Cevap: YÖK'ün kanunundaki boşluk-tutarsızlık ve YÖK'e dava
Enteresan bir konuya işaret etmişsiniz. Ancak iki problem var:
1- Haklı olup olmadan önce idari dava açma hakkı belli kişilere ve belli süreler için verilmiştir.
Bu konuda ancak sınava girip, dolmayan kontenjanlı bir bölüme yerleştiği için bir sonraki sene puanı kırılan bir kişi, yine idari davalar bakımından öngörülen süre içinde dava açabilir. Yani gelecekte böyle bir durumla karşılaşma ihtimali olan bir kişi açamaz. İlgili hükümden mağdur olan kişi, belli süre içinde açabilir.
2- İdarenin işlemlerinde eşitlik ve belirlilik ilkelerine uygun davranması gerekir. Mesela bu sene diyelim ki A üniversitesinin AA bölümü dolmadı, B üniversitesinin BB bölümü kontenjanı doldu. Seneye AA'nın dolmayacağının, BB'nin dolacağının garantisi yok. Bu sefer de AA tercihinde bulunan bir kişi, ben nasıl olsa dolmaz diye AA'yı yazdım, mağdurum diye dava açmak ister.
Bu hükmün amacı öğrencilerin kazanıp da gitmeyecekleri bir bölümü tercih etmemelerini sağlamak. Eğer dediğiniz gibi olursa, bu sene AA dolmadığı, BB dolduğu için çoğu kişi "nasıl olsa AA'dan puan kesilmiyor" diye AA'yı tercih edecek, "BB'yi tercih edip gitmezsem puan kesilir" diye düşünerek BB'yi tercih edenler azalacak.

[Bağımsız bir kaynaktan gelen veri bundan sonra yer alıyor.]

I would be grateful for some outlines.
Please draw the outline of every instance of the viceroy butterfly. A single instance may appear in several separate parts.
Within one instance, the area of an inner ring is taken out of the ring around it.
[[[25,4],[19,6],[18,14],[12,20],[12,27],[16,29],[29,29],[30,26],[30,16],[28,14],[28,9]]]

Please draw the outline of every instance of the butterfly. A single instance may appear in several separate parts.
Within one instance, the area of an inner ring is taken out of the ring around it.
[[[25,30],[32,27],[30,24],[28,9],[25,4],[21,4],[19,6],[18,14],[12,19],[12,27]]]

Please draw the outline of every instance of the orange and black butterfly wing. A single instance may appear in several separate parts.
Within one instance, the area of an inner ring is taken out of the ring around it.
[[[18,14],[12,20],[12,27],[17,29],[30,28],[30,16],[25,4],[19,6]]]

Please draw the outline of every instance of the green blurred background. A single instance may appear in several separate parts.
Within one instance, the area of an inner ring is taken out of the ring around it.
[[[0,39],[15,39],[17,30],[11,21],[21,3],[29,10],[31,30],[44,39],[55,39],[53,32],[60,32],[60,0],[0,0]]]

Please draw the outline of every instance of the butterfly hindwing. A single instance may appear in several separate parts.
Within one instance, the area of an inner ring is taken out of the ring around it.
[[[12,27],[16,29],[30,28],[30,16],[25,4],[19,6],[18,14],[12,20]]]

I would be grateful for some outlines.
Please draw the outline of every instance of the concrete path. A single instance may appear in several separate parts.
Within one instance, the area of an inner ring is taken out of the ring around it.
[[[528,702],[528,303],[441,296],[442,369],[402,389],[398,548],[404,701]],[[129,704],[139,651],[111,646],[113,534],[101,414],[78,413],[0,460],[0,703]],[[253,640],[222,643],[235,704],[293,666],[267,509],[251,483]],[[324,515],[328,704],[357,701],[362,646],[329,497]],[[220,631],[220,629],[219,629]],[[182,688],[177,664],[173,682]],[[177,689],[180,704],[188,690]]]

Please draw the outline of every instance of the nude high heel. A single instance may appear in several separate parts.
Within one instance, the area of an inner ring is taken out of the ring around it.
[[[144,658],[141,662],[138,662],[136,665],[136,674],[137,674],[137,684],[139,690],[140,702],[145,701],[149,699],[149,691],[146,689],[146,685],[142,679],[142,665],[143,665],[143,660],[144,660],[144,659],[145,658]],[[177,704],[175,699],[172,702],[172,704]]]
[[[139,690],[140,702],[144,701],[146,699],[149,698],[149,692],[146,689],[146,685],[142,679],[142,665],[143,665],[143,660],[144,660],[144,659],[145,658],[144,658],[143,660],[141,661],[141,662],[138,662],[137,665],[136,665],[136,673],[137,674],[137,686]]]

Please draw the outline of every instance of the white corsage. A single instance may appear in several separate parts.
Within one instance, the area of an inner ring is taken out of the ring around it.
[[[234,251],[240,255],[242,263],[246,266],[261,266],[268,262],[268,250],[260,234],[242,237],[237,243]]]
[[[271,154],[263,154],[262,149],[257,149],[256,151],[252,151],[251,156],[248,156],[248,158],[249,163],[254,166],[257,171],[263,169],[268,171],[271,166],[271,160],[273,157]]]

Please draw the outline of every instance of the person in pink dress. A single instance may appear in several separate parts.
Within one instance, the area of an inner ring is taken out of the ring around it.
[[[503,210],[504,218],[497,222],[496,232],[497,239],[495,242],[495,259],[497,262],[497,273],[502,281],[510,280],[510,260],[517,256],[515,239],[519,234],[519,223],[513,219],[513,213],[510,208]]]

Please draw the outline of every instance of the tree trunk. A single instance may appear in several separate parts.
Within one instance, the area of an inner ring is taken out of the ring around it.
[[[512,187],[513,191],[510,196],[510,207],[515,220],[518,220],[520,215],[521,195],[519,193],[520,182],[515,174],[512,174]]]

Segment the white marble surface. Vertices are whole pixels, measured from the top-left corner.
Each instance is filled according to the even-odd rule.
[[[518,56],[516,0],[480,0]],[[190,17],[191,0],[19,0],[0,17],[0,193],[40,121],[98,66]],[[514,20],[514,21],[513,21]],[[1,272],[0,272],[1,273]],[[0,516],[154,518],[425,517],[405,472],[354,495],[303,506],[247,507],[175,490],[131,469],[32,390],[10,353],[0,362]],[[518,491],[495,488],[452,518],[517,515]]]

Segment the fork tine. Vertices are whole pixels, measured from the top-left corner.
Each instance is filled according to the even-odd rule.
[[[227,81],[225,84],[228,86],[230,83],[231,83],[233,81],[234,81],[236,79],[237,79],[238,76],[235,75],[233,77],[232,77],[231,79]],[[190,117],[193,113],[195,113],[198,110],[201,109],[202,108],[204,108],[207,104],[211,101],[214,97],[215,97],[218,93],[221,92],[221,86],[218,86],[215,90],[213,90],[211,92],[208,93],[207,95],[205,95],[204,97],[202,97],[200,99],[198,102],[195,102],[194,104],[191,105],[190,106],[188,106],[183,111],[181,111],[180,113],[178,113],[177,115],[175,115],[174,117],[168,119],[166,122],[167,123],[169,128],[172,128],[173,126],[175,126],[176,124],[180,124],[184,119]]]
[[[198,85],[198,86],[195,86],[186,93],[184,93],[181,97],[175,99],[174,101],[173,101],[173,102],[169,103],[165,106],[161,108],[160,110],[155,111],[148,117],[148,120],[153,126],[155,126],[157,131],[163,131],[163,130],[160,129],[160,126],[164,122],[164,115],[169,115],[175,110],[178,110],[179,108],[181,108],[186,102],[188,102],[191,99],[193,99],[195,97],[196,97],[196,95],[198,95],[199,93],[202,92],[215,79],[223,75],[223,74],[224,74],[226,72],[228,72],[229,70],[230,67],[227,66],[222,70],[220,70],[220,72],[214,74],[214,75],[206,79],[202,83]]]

Ama bunun sonucunda AA'nın kontenjanının dolması, BB'nin kontenjanının boş kalma ihtimali ortaya çıkacak. Bu belirsizlik ortamı yine AA'yı tercih edenler bakımından daha büyük haksızlık doğuracak.
En azından şu anda oyunun kuralları belli. Herkes tercihini bilerek yapıyor. Aksi takdirde tercihler bir kumara dönecek.
Cevap: YÖK'ün kanunundaki boşluk-tutarsızlık ve YÖK'e dava
Öncelikle cevap verdiğiniz için teşekkür ederim. Yönelttiğiniz eleştiride tutarsızlık olduğunu düşünüyorum. Şöyle ki; hem örneğini verdiğiniz bölümlerin dolma garantisi olmadığını belirtmiş hem de garantisi olmayan bir şeyi mevzu bahis yaparak buradan düşünmüşsünüz. Birisi, ''Ben nasıl olsa dolmaz diye AA'yı yazdım.'' diyip bölüm dolduğunda bu konuyla ilgili dava açması ya da ''Ben mağdurum.'' demesi benim bahsettiğim olaydan bağımsızdır. Hatta sizin dediğiniz gibi garantisi olmayan, belirliliği olmayan konuda dava açmak kargaşa yaratacaktır. Hiç kimsenin ''Ben böyle düşünüyordum ama düşündüğüm gibi olmadı.'' diyerek dava açamayacağını düşünüyorum. Hiç kimse bir bölümün dolup dolamayacağının garantisini veremez. Dolayısıyla bir bölümün dolacağının iradesi o bölüme giren öğrencinin elinde de değildir.